Je referme le journal ce matin et... rien.

Comme il n'y avait rien ou pas grand chose ces derniers temps.

Rien ou pas grand chose sur un sujet qui devrait tous nous toucher.

Avez-vous lu le billet de Fauvette sur les mésaventures de sa belle-soeur ? Comment, jeune femme avec un bébé, on part régler un simple problème à sa banque, et on se retrouve accusée de vol de chèques, maltraitée par la police, réduite à ça : coupable et noire (ou coupable parce que noire ?).

Avez-vous lu le récit des tentatives d'expulsion de la famille Popov ? Comment sans sourciller on met une famille dont deux enfants, l'un encore bébé, en centre de détention avec en tout et pour tout un peu de lait pour la journée. C'est tout. Comment une famille d'apatride est envoyée à la mort quasi certaine parce qu'il faut faire du chiffre ?

Faire du chiffre. C'est la seule chose qu'on lit dans la presse, la volonté des pouvoirs publics de faire du résultat.

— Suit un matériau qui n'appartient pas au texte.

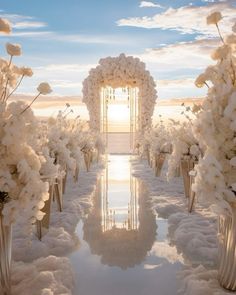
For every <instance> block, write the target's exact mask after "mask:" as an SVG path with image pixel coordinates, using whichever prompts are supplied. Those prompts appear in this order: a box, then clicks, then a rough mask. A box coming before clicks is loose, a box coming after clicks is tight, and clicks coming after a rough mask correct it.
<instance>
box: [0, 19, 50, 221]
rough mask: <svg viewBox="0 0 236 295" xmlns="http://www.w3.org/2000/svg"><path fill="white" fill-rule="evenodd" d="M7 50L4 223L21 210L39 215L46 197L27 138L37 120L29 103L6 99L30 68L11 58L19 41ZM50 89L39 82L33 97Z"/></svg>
mask: <svg viewBox="0 0 236 295" xmlns="http://www.w3.org/2000/svg"><path fill="white" fill-rule="evenodd" d="M0 31H1V32H2V33H10V31H11V26H10V23H9V22H8V21H7V20H4V19H0ZM6 51H7V53H8V55H9V60H6V59H3V58H0V142H1V144H0V175H1V176H0V192H1V193H0V194H1V197H0V203H1V205H2V208H3V210H2V213H3V215H4V217H5V218H4V222H5V223H6V224H11V223H12V222H14V221H15V220H16V219H17V217H18V216H19V215H20V214H21V213H22V210H23V211H24V212H25V213H24V216H25V217H26V218H28V219H29V221H30V223H32V222H34V221H35V220H36V219H41V218H42V215H43V214H42V212H41V209H42V207H43V205H44V201H45V200H46V199H47V198H48V193H47V190H48V186H47V183H44V182H42V180H41V179H40V169H41V159H40V157H39V155H38V154H37V153H36V151H35V150H34V148H33V146H32V145H31V142H30V141H31V138H32V134H37V127H38V122H37V120H36V118H35V117H34V115H33V112H32V111H31V109H30V105H31V104H32V103H31V104H29V105H26V104H25V103H23V102H12V103H10V104H7V102H8V99H9V98H10V96H11V95H12V94H13V93H14V92H15V91H16V89H17V88H18V87H19V86H20V83H21V82H22V80H23V78H24V77H31V76H32V75H33V72H32V70H31V69H30V68H26V67H21V68H19V67H17V66H16V65H15V64H14V63H13V58H14V57H15V56H20V55H21V46H20V45H19V44H11V43H7V44H6ZM50 92H51V88H50V86H49V84H48V83H42V84H40V85H39V87H38V94H37V95H36V97H35V99H34V100H36V99H37V98H38V97H39V96H40V95H41V94H43V95H44V94H48V93H50ZM34 100H33V101H34Z"/></svg>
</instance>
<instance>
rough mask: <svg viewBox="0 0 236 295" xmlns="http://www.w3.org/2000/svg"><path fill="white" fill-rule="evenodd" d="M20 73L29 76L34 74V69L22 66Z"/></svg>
mask: <svg viewBox="0 0 236 295" xmlns="http://www.w3.org/2000/svg"><path fill="white" fill-rule="evenodd" d="M20 74H21V75H23V76H27V77H32V76H33V71H32V69H31V68H26V67H22V68H20Z"/></svg>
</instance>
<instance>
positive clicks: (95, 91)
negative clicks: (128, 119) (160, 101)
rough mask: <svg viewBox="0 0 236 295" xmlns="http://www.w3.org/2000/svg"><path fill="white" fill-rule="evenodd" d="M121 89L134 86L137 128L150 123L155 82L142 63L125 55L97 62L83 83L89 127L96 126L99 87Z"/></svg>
mask: <svg viewBox="0 0 236 295" xmlns="http://www.w3.org/2000/svg"><path fill="white" fill-rule="evenodd" d="M105 86H110V87H112V88H124V87H126V86H130V87H138V89H139V99H140V104H141V107H140V109H141V114H140V123H141V130H144V129H145V128H147V127H150V126H151V117H152V114H153V111H154V106H155V101H156V98H157V93H156V89H155V82H154V80H153V78H152V77H151V75H150V73H149V71H147V70H146V69H145V64H144V63H143V62H141V61H140V60H139V59H138V58H134V57H132V56H125V55H124V54H121V55H120V56H119V57H107V58H105V59H101V60H100V61H99V65H98V66H97V67H96V68H95V69H91V70H90V72H89V76H88V77H87V78H86V79H85V80H84V82H83V101H84V102H85V103H86V105H87V107H88V110H89V114H90V124H91V127H92V129H95V130H99V127H100V94H101V87H105Z"/></svg>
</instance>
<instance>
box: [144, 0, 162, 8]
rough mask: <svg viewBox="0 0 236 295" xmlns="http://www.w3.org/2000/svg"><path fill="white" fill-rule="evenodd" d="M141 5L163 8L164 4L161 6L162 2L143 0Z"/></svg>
mask: <svg viewBox="0 0 236 295" xmlns="http://www.w3.org/2000/svg"><path fill="white" fill-rule="evenodd" d="M139 7H141V8H142V7H158V8H163V6H161V5H160V4H157V3H153V2H150V1H141V3H140V5H139Z"/></svg>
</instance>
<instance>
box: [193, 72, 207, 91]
mask: <svg viewBox="0 0 236 295" xmlns="http://www.w3.org/2000/svg"><path fill="white" fill-rule="evenodd" d="M205 83H206V75H205V74H201V75H199V76H198V77H197V79H196V80H195V85H196V86H197V87H198V88H202V87H203V86H204V85H205Z"/></svg>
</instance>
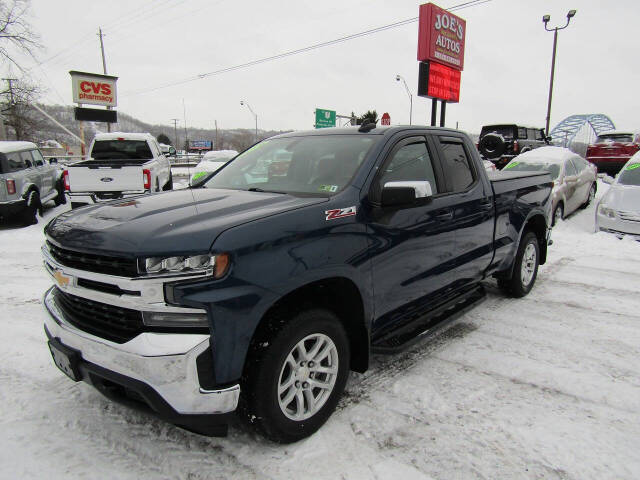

Mais il s'agit d'être humains, bon sang de bois. Au nom de quoi, de qui, traite-t-on les gens de cette façon ? En quoi est-ce glorifiant que de faire son chiffre en se conduisant comme un sous-homme, sans aucun respect de la dignité des autres ?

Je parlais avec papa l'autre jour, il me disait "au moins sous Vichy, ils avaient l'excuse de la pression de l'occupant, au moins pour certains". Et c'est vrai que là, tous seuls comme des grands, on se conduit comme des horreurs. J'ai honte. J'ai honte de savoir qu'on peut mettre des dizaines de familles désespérées dans des centres où on les traite encore plus mal qu'en prison (en taule, au moins, on bouffe...).

J'ai honte de me dire que ces gens qui ont fui leur pays en pensant qu'en France, on entendrait leur désespoir face aux guerres, aux dictatures, aux catastrophes qui déciment leur pays. Qu'au "Pays des Droits de l'Homme", il pourraient sauver leur peau, leur famille.

Vous savez ce que c'est, vous, de tout quitter, de tout abandonner, tout ce que vous avez construit, parce que c'est votre seule chance de sauver votre peau ? Et qu'un fonctionnaire lambda vous refuse le droit même de la sauver, cette peau.

On l'a fait. 53% d'entre nous ont autorisé, expressément, par leur vote, ces méthodes inacceptables. Peut-être qu'on a pas crié assez fort, peut-être que les bons messages ne sont pas passés mais on l'a fait. On a signé un papier en blanc à notre président et à ses ministres en leur disant ok. On savait. On savait tous que c'était ça, la méthode pour faire du chiffre et on les a autorisés à le faire. On a voté en notre âme et conscience. On a pas été assez nombreux à voter contre à tout prix.

Quand je pense à ceux qui ont accepté des missions, des ministères, des commissions, sous prétexte d'avoir une chance de faire de la politique autrement... Kouchner, Amara, les autres, vous arrivez, vous, à vous regarder dans la glace, le matin ? Vous les comptez comment, les gens, pour vous décharger la conscience ? Vous pensez en quoi, en dizaines d'unités nettoyés ? Plutôt qu'en nombre d'enfants expulsés ?

J'ai honte pour moi, pour vous. Et je vous jure avec toute la sérénité dont je ne suis pas capable que si un jour vous me demandez ma voix, je me souviendrai que vous étiez dans le gouvernement qui permettait ça. Jusqu'à mon dernier jour.

Alors maintenant ?

On attend 5 ans la tête rentrée dans les épaules en espérant que la foudre tombe à côté ? Ou on se donne une chance de pouvoir se regarder dans la glace, parce qu'on savait et que chacun avec nos moyens, on a pas laissé faire ?

Puisque la presse ne parle pas, parlons, nous, faisons passer le message. Il se passe des choses au pied de chez nous dont nul ne peut être fier. Des choses qui sont inacceptables. Des choses qui, si elles étaient pratiquées ailleurs, nous conduiraient à pointer du doigt l'infamie. Des choses qui font que n'importe lequel des pays dans lequel nous intervenons au nom de la démocratie devrait se tordre de rire sur l'air de l'hôpital qui se fout de la charité.